Please, blog readers, be SKEPTICAL above all else!
10.
July 15, 2008, 10:58 AM
I haven't gotten the impression, from what I've read of Rosenberg, that he actually liked Anxious Objects, but was simply reporting that that's what artists were making.
11.
July 15, 2008, 1:16 PM
What? Greenberg had a problem with sculpture because sculpture wasn't flat? Is this guy retarded, or is he simply too clumsy to be effectively malicious? Who was the editor for this embarrassment?
12.
July 15, 2008, 5:02 PM
OK, I read the Kleebatt interview. It's not quite as bad as OP made me expect, but bad enough. Talking about Greenberg and sculpture without mentioning David Smith seems highly odd. Surely Kleebatt is aware of the connection, or he most certainly should be.

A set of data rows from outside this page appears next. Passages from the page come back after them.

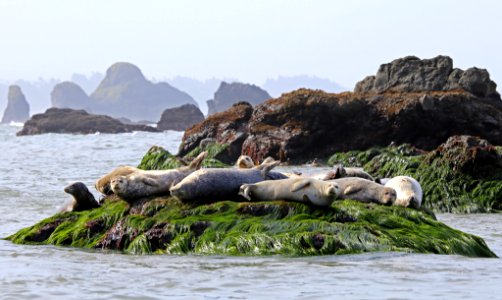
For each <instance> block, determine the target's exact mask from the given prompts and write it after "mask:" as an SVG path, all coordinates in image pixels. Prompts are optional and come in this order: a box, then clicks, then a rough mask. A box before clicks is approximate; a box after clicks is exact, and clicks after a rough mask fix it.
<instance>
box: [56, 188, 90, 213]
mask: <svg viewBox="0 0 502 300" xmlns="http://www.w3.org/2000/svg"><path fill="white" fill-rule="evenodd" d="M64 191H65V193H68V194H70V195H72V196H73V198H72V199H71V201H70V202H68V203H67V204H65V206H63V208H61V212H67V211H84V210H90V209H93V208H97V207H99V204H98V202H97V201H96V199H95V198H94V195H93V194H91V192H89V189H88V188H87V186H86V185H85V184H84V183H82V182H75V183H72V184H70V185H68V186H67V187H65V188H64Z"/></svg>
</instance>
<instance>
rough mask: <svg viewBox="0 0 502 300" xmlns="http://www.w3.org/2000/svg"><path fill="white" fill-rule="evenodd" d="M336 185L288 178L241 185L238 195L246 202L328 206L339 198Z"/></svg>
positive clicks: (325, 181) (311, 178)
mask: <svg viewBox="0 0 502 300" xmlns="http://www.w3.org/2000/svg"><path fill="white" fill-rule="evenodd" d="M340 192H341V191H340V187H339V186H338V184H337V183H334V182H327V181H321V180H317V179H313V178H289V179H281V180H266V181H262V182H258V183H254V184H243V185H241V187H240V190H239V195H241V196H243V197H244V198H246V199H248V200H258V201H272V200H286V201H295V202H303V203H310V204H314V205H317V206H330V205H331V203H333V201H335V200H336V199H337V198H338V197H339V196H340Z"/></svg>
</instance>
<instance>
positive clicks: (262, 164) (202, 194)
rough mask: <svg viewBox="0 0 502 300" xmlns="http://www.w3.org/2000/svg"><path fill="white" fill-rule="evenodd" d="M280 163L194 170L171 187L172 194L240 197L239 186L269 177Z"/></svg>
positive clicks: (257, 180) (193, 195)
mask: <svg viewBox="0 0 502 300" xmlns="http://www.w3.org/2000/svg"><path fill="white" fill-rule="evenodd" d="M278 164H279V162H278V161H274V162H272V163H269V164H261V165H259V166H256V167H254V168H252V169H238V168H208V169H201V170H197V171H195V172H193V173H192V174H190V175H188V176H187V177H185V178H184V179H183V180H182V181H181V182H179V183H178V184H176V185H175V186H173V187H172V188H171V194H172V195H173V196H176V197H178V198H179V199H181V200H194V199H197V200H209V201H214V200H232V199H236V198H237V199H239V197H240V196H239V195H238V194H239V188H240V186H241V185H243V184H246V183H256V182H260V181H263V180H266V179H267V174H268V173H269V172H270V170H272V169H273V168H274V167H275V166H277V165H278Z"/></svg>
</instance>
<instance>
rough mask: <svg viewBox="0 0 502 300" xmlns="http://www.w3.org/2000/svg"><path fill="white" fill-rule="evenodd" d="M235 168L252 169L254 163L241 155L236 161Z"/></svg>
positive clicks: (247, 158)
mask: <svg viewBox="0 0 502 300" xmlns="http://www.w3.org/2000/svg"><path fill="white" fill-rule="evenodd" d="M235 166H236V167H237V168H241V169H251V168H254V162H253V160H252V159H251V157H249V156H247V155H241V156H239V158H238V159H237V162H236V163H235Z"/></svg>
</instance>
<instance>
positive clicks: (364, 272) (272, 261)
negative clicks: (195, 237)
mask: <svg viewBox="0 0 502 300" xmlns="http://www.w3.org/2000/svg"><path fill="white" fill-rule="evenodd" d="M18 130H20V127H15V126H7V125H0V144H1V145H2V147H1V149H2V151H1V152H0V174H1V176H0V213H1V215H2V218H1V219H0V237H6V236H8V235H10V234H13V233H15V232H16V231H18V230H19V229H21V228H24V227H27V226H30V225H33V224H35V223H36V222H38V221H40V220H41V219H43V218H46V217H49V216H51V215H53V214H54V213H55V212H57V210H58V209H59V208H60V207H61V206H62V205H63V204H64V202H65V201H67V200H69V195H67V194H65V193H64V192H63V187H64V186H66V185H67V184H68V183H70V182H72V181H82V182H84V183H85V184H86V185H88V186H89V188H90V190H91V191H92V192H94V194H95V196H98V194H97V193H96V192H95V191H94V188H93V186H94V181H95V180H96V179H97V178H99V177H100V176H101V175H103V174H105V173H107V172H109V171H110V170H112V169H113V168H115V167H117V166H118V165H123V164H127V165H133V166H134V165H137V164H138V163H139V161H140V160H141V158H142V156H143V155H144V154H145V153H146V151H147V150H148V149H149V148H150V147H151V146H152V145H159V146H162V147H164V148H166V149H167V150H169V151H170V152H171V153H176V152H177V149H178V146H179V143H180V140H181V137H182V133H181V132H173V131H168V132H163V133H146V132H137V133H125V134H115V135H112V134H97V135H68V134H45V135H39V136H27V137H16V136H15V132H16V131H18ZM299 170H302V168H301V167H299ZM303 171H306V170H305V169H304V170H303ZM438 217H439V219H440V220H442V221H443V222H445V223H447V224H449V225H450V226H452V227H454V228H458V229H460V230H463V231H466V232H469V233H473V234H476V235H479V236H481V237H483V238H484V239H485V241H486V242H487V244H488V246H489V247H490V248H491V249H492V250H493V251H494V252H495V253H496V254H497V255H499V256H502V215H500V214H491V215H487V214H477V215H450V214H442V215H439V216H438ZM0 265H1V271H0V295H1V296H2V298H4V299H26V298H40V299H48V298H50V299H96V298H120V299H124V298H127V299H165V298H168V297H170V298H174V299H229V298H232V299H249V298H253V299H333V298H342V299H385V298H397V299H420V298H423V299H459V298H461V299H497V298H499V291H500V287H499V285H500V282H502V262H501V260H500V259H478V258H466V257H461V256H445V255H423V254H407V253H367V254H359V255H345V256H317V257H281V256H269V257H219V256H218V257H216V256H195V255H187V256H173V255H145V256H135V255H124V254H120V253H117V252H103V251H89V250H81V249H75V248H69V247H54V246H26V245H14V244H12V243H10V242H8V241H5V240H0Z"/></svg>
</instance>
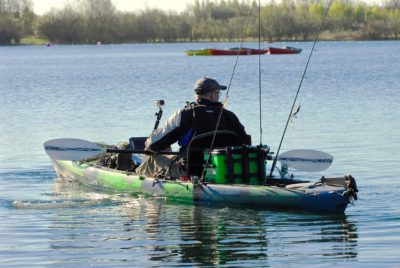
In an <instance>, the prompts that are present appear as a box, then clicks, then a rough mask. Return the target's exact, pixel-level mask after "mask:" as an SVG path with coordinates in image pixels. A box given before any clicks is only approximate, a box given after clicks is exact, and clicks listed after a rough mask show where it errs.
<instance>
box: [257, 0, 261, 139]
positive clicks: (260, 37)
mask: <svg viewBox="0 0 400 268" xmlns="http://www.w3.org/2000/svg"><path fill="white" fill-rule="evenodd" d="M260 1H261V0H258V50H261V2H260ZM258 103H259V115H260V119H259V124H260V146H262V100H261V54H258Z"/></svg>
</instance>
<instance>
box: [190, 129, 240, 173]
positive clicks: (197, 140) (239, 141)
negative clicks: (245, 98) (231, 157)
mask: <svg viewBox="0 0 400 268" xmlns="http://www.w3.org/2000/svg"><path fill="white" fill-rule="evenodd" d="M214 135H215V139H214V143H213V144H211V143H212V141H213V137H214ZM211 145H212V148H219V147H227V146H238V145H242V144H241V142H240V138H239V136H238V135H237V134H236V133H235V132H233V131H229V130H218V131H217V132H216V133H215V131H212V132H206V133H203V134H200V135H197V136H194V137H193V138H192V140H191V141H190V142H189V144H188V146H187V147H186V152H185V158H186V174H187V175H188V176H189V175H197V176H201V173H202V172H203V168H204V167H203V162H204V160H203V159H204V155H203V150H204V149H211Z"/></svg>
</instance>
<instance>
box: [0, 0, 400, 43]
mask: <svg viewBox="0 0 400 268" xmlns="http://www.w3.org/2000/svg"><path fill="white" fill-rule="evenodd" d="M257 3H258V1H250V0H242V1H238V0H219V1H208V0H202V1H200V0H194V1H193V4H192V5H189V6H188V7H187V8H186V10H185V11H183V12H181V13H176V12H171V11H170V12H167V11H162V10H159V9H145V10H144V11H138V12H121V11H118V10H117V9H116V8H115V6H114V4H113V2H112V1H111V0H75V1H69V3H68V4H67V5H65V6H64V7H63V8H61V9H52V10H51V11H49V12H47V13H46V14H44V15H43V16H37V15H35V14H34V13H33V6H32V2H31V1H30V0H0V44H11V43H19V42H20V40H21V38H23V37H26V36H30V35H35V36H40V37H42V38H45V39H47V40H49V41H51V42H55V43H63V44H87V43H97V42H101V43H146V42H183V41H185V42H187V41H189V42H199V41H200V42H201V41H237V40H241V38H242V37H243V35H244V36H245V37H246V40H249V39H258V35H259V31H258V29H259V22H258V17H259V16H258V13H259V12H260V14H261V37H262V39H263V40H266V41H282V40H311V39H313V38H314V37H315V34H316V32H317V29H318V27H319V25H320V23H321V21H322V18H323V15H324V11H325V9H326V8H327V6H328V2H327V0H282V1H279V2H274V1H273V0H272V1H271V2H268V3H266V4H264V5H262V6H261V8H260V9H258V7H257ZM246 26H247V27H246ZM245 29H246V33H244V30H245ZM399 34H400V0H386V1H385V2H384V3H383V4H382V5H379V6H378V5H366V4H365V3H362V2H353V1H351V0H334V1H333V4H332V5H331V7H330V9H329V13H328V16H327V18H326V21H325V24H324V27H323V34H322V38H324V39H330V40H343V39H355V40H378V39H379V40H382V39H399Z"/></svg>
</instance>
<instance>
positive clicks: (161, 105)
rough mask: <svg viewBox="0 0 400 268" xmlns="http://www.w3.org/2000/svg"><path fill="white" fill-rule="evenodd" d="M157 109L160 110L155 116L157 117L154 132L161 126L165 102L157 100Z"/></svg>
mask: <svg viewBox="0 0 400 268" xmlns="http://www.w3.org/2000/svg"><path fill="white" fill-rule="evenodd" d="M156 105H157V107H158V108H159V110H158V112H157V113H156V114H155V115H156V117H157V120H156V123H155V124H154V130H156V129H157V128H158V125H159V124H160V119H161V116H162V113H163V110H162V108H163V106H164V105H165V101H164V100H157V102H156Z"/></svg>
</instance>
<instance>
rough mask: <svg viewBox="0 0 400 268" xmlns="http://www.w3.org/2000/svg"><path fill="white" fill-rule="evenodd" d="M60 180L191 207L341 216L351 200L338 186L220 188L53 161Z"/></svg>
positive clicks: (122, 171)
mask: <svg viewBox="0 0 400 268" xmlns="http://www.w3.org/2000/svg"><path fill="white" fill-rule="evenodd" d="M52 164H53V167H54V169H55V171H56V173H57V175H58V177H60V178H74V179H76V180H78V181H79V182H80V183H82V184H83V185H86V186H90V187H94V188H98V189H104V190H107V191H113V192H118V193H138V194H143V195H147V196H153V197H163V198H167V199H170V200H177V201H180V202H185V203H191V204H197V203H199V204H214V205H223V206H245V207H247V208H258V209H265V210H274V209H284V210H300V211H308V212H316V213H330V214H343V213H344V211H345V209H346V207H347V205H348V204H349V203H350V201H351V196H349V195H347V194H346V192H347V189H346V188H345V187H343V186H340V185H328V184H323V183H322V184H317V183H293V184H290V185H287V186H283V187H282V186H278V185H276V186H273V185H244V184H241V185H237V184H234V185H222V184H211V183H206V184H204V183H198V182H196V181H180V180H176V181H173V180H165V179H157V178H149V177H142V176H138V175H136V174H132V173H128V172H123V171H118V170H113V169H109V168H106V167H100V166H96V165H93V164H88V163H83V164H79V163H78V162H73V161H59V160H52Z"/></svg>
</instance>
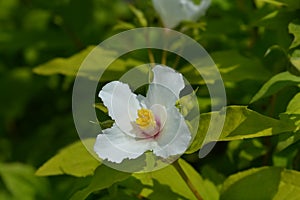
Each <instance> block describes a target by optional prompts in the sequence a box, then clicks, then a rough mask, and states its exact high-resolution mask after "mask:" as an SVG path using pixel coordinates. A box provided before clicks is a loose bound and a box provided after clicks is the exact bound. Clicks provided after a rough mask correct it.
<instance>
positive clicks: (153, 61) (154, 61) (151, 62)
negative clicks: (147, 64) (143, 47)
mask: <svg viewBox="0 0 300 200" xmlns="http://www.w3.org/2000/svg"><path fill="white" fill-rule="evenodd" d="M148 56H149V60H150V63H152V64H154V63H155V59H154V55H153V53H152V51H151V49H148Z"/></svg>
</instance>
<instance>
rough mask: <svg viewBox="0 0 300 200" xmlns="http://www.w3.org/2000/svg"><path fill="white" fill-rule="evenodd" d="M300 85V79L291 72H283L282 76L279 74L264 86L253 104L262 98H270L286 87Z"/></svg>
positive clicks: (254, 96) (251, 100)
mask: <svg viewBox="0 0 300 200" xmlns="http://www.w3.org/2000/svg"><path fill="white" fill-rule="evenodd" d="M299 83H300V77H298V76H294V75H292V74H290V73H289V72H282V73H280V74H277V75H275V76H273V77H272V78H271V79H270V80H269V81H267V82H266V83H265V84H264V85H263V86H262V88H261V89H260V90H259V91H258V92H257V93H256V94H255V96H254V97H253V98H252V100H251V103H253V102H255V101H257V100H259V99H261V98H264V97H268V96H270V95H272V94H274V93H276V92H278V91H279V90H281V89H282V88H284V87H287V86H292V85H297V84H299Z"/></svg>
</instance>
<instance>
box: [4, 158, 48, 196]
mask: <svg viewBox="0 0 300 200" xmlns="http://www.w3.org/2000/svg"><path fill="white" fill-rule="evenodd" d="M0 177H1V179H2V181H3V183H4V185H5V187H6V189H7V190H8V191H9V193H10V194H11V195H12V196H11V198H9V199H24V200H33V199H36V198H37V197H39V198H40V199H45V198H46V197H47V196H48V194H49V190H48V183H47V182H46V180H45V179H44V178H38V177H36V176H35V175H34V169H33V168H32V167H31V166H28V165H24V164H20V163H10V164H8V163H0ZM3 195H5V194H3Z"/></svg>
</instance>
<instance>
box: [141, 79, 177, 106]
mask: <svg viewBox="0 0 300 200" xmlns="http://www.w3.org/2000/svg"><path fill="white" fill-rule="evenodd" d="M177 100H178V98H177V97H176V96H175V94H174V93H173V92H172V91H171V90H170V89H168V88H166V87H165V86H163V85H160V84H155V83H151V84H150V85H149V88H148V91H147V96H146V100H145V102H146V104H147V106H148V107H151V106H153V105H155V104H159V105H163V106H165V107H166V108H167V107H170V106H174V105H175V104H176V101H177Z"/></svg>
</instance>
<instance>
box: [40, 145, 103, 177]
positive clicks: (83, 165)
mask: <svg viewBox="0 0 300 200" xmlns="http://www.w3.org/2000/svg"><path fill="white" fill-rule="evenodd" d="M83 142H84V143H85V145H88V146H92V145H94V143H95V139H87V140H84V141H83ZM100 164H101V163H100V162H99V161H98V160H97V159H96V158H94V157H93V155H91V153H90V152H88V150H87V149H86V147H85V146H84V145H83V144H82V142H81V141H79V142H76V143H73V144H71V145H69V146H67V147H65V148H64V149H62V150H61V151H60V152H59V153H58V154H56V155H55V156H54V157H52V158H51V159H50V160H48V161H47V162H46V163H45V164H44V165H42V166H41V167H40V168H39V169H38V170H37V172H36V175H38V176H51V175H61V174H67V175H72V176H76V177H85V176H88V175H92V174H93V173H94V171H95V169H96V168H97V167H98V166H99V165H100Z"/></svg>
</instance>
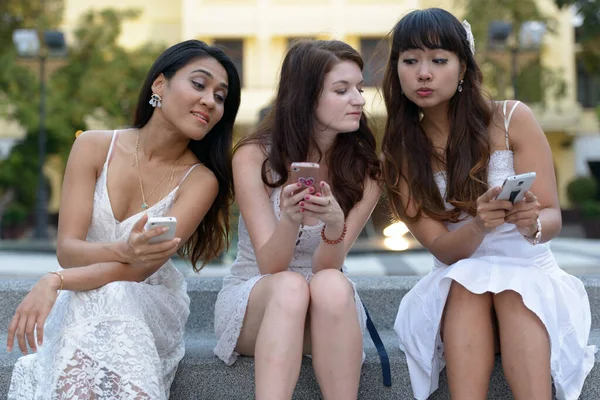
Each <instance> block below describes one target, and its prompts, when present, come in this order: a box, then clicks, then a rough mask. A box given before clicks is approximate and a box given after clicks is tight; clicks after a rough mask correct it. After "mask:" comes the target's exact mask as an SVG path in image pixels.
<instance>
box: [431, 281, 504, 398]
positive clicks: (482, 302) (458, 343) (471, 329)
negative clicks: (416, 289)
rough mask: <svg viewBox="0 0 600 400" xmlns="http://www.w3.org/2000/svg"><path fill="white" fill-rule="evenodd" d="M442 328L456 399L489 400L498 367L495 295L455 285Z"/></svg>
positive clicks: (449, 383) (448, 303)
mask: <svg viewBox="0 0 600 400" xmlns="http://www.w3.org/2000/svg"><path fill="white" fill-rule="evenodd" d="M442 326H443V331H442V335H443V336H442V337H443V341H444V355H445V358H446V373H447V375H448V385H449V387H450V395H451V397H452V399H457V400H476V399H477V400H479V399H487V394H488V389H489V383H490V376H491V374H492V369H493V367H494V330H493V325H492V295H491V293H483V294H475V293H471V292H469V291H468V290H467V289H466V288H465V287H464V286H462V285H461V284H459V283H458V282H452V285H451V286H450V293H449V294H448V300H447V301H446V308H445V311H444V315H443V317H442Z"/></svg>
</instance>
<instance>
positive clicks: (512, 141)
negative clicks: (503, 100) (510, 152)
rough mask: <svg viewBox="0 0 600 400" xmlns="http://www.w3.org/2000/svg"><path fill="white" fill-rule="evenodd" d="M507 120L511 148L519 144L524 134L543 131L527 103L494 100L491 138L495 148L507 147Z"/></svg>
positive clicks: (492, 113)
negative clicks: (506, 138)
mask: <svg viewBox="0 0 600 400" xmlns="http://www.w3.org/2000/svg"><path fill="white" fill-rule="evenodd" d="M505 121H506V122H508V139H509V145H510V149H513V147H515V146H517V145H518V143H519V142H520V141H522V140H523V135H524V134H525V135H536V134H539V133H540V132H541V128H540V126H539V124H538V123H537V120H536V119H535V115H534V114H533V111H532V110H531V108H529V107H528V106H527V104H525V103H522V102H520V101H516V100H506V101H492V121H491V124H490V139H491V141H492V148H493V150H500V149H505V148H506V144H505V143H506V141H505V139H506V133H507V130H506V126H505ZM532 130H533V131H532ZM535 131H537V132H535ZM542 133H543V132H542Z"/></svg>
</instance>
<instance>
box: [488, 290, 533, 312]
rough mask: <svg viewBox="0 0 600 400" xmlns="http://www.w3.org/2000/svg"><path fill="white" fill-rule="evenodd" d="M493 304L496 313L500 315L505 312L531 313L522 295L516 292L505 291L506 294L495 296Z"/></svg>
mask: <svg viewBox="0 0 600 400" xmlns="http://www.w3.org/2000/svg"><path fill="white" fill-rule="evenodd" d="M493 302H494V308H495V309H496V313H499V314H500V313H502V311H504V310H507V311H510V312H511V313H515V312H519V311H529V309H528V308H527V307H525V304H524V303H523V298H522V297H521V295H520V294H519V293H517V292H515V291H514V290H505V291H504V292H500V293H498V294H495V295H494V297H493Z"/></svg>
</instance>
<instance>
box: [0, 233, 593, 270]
mask: <svg viewBox="0 0 600 400" xmlns="http://www.w3.org/2000/svg"><path fill="white" fill-rule="evenodd" d="M369 248H371V249H373V248H374V249H375V250H374V251H369V250H368V249H369ZM551 248H552V251H553V252H554V255H555V257H556V259H557V261H558V263H559V265H560V266H561V268H563V269H564V270H565V271H567V272H569V273H571V274H574V275H588V274H600V240H589V239H576V238H557V239H554V240H553V241H552V243H551ZM31 250H33V251H30V250H29V249H28V248H27V246H22V247H20V248H16V249H15V248H14V247H13V248H12V249H7V248H4V249H2V248H0V279H3V278H26V277H31V278H36V277H39V276H41V275H43V274H45V273H46V272H48V271H53V270H56V269H58V268H59V265H58V262H57V261H56V257H55V255H54V253H53V252H51V251H43V250H44V249H42V248H39V247H35V246H33V247H32V248H31ZM35 250H39V251H35ZM233 256H234V254H230V255H228V256H227V257H225V258H224V261H223V263H213V264H210V265H208V266H206V267H205V268H204V269H203V270H202V271H201V272H200V274H199V276H224V275H226V274H227V273H228V266H229V265H230V263H231V261H232V257H233ZM432 263H433V262H432V258H431V255H430V254H429V253H428V252H427V251H425V250H422V249H419V248H416V247H415V246H414V244H413V249H409V250H406V251H389V250H388V251H385V250H384V249H383V247H382V246H376V245H375V246H373V245H372V244H371V245H369V244H366V243H357V246H356V249H354V251H353V252H352V253H351V254H350V255H349V257H348V258H347V261H346V265H347V266H348V269H349V273H350V275H352V276H377V275H425V274H427V272H428V271H429V270H430V268H431V266H432ZM176 265H177V267H178V268H179V269H180V270H181V271H182V272H183V273H184V274H185V275H188V276H192V275H195V274H194V272H193V271H192V268H191V266H189V265H187V264H186V263H185V262H184V261H182V260H176Z"/></svg>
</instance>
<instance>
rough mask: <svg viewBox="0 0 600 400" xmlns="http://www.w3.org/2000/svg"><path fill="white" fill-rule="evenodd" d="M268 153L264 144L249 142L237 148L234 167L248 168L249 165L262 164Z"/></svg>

The interviewer, as usual, simply regurgitates the party line on Greenberg, which is always safe, if nothing else.
And of course, while both dutifully talk about the limits and shortcomings of the dead, neither says a word about the comparatively far greater flaws of current so-called critics, who are largely useless and nowhere near as relevant to their own time.
1.
wwc
July 14, 2008, 8:41 AM
That Lubbock is great:
"Or tell me this: if it investigates and celebrates something, is its investigation serious or superficial? Is its celebration sincere or phoney? You have no idea. I have no idea. Because it doesn't investigate or celebrate anything. The verbs just don't apply."